Syarat pertama yang harus dilakukan untuk mengambil sampel secara acak adalah memperoleh atau membuat kerangka sampel atau dikenal dengan nama “sampling frame”. Yang dimaksud dengan kerangka sampling adalah daftar yang berisikan setiap elemen populasi yang bisa diambil sebagai sampel. Elemen populasi bisa berupa data tentang orang/binatang, tentang kejadian, tentang tempat, atau juga tentang benda. Jika populasi penelitian adalah siswa perguruan tinggi “A”, maka peneliti harus bisa memiliki daftar semua siswa yang terdaftar di perguruan tinggi “A “ tersebut selengkap mungkin.
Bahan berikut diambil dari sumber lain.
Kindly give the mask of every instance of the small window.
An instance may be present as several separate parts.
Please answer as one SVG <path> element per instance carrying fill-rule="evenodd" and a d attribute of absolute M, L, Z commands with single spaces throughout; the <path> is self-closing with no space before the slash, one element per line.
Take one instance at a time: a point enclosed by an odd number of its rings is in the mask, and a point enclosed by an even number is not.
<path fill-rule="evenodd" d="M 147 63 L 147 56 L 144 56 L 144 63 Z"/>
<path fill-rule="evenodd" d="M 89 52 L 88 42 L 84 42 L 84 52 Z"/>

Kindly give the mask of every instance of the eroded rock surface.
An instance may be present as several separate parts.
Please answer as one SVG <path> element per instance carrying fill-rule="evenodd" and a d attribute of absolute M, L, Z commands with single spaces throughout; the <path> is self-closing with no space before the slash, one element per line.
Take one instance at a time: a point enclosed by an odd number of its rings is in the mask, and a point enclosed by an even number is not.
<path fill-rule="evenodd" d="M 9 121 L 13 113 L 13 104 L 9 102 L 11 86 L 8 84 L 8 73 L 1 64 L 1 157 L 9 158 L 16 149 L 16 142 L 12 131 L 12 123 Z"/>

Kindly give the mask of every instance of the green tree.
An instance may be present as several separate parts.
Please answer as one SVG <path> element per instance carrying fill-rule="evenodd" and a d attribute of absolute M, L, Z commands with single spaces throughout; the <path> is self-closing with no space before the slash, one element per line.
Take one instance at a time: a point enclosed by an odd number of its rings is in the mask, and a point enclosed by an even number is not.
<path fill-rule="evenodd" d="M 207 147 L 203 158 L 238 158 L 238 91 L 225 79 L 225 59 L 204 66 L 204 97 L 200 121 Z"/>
Nama, NRP, jenis kelamin, alamat, usia, dan informasi lain yang berguna bagi penelitiannya.. Dari daftar ini, peneliti akan bisa secara pasti mengetahui jumlah populasinya (N). Jika populasinya adalah rumah tangga dalam sebuah kota, maka peneliti harus mempunyai daftar seluruh rumah tangga kota tersebut. Jika populasinya adalah wilayah Jawa Barat, maka penelti harus mepunyai peta wilayah Jawa Barat secara lengkap. Kabupaten, Kecamatan, Desa, Kampung. Lalu setiap tempat tersebut diberi kode (angka atau simbol) yang berbeda satu sama lainnya.
Di samping sampling frame, peneliti juga harus mempunyai alat yang bisa dijadikan penentu sampel. Dari sekian elemen populasi, elemen mana saja yang bisa dipilih menjadi sampel?. Alat yang umumnya digunakan adalah Tabel Angka Random, kalkulator, atau undian. Pemilihan sampel secara acak bisa dilakukan melalui sistem undian jika elemen populasinya tidak begitu banyak. Tetapi jika sudah ratusan, cara undian bisa mengganggu konsep “acak” atau “random” itu sendiri.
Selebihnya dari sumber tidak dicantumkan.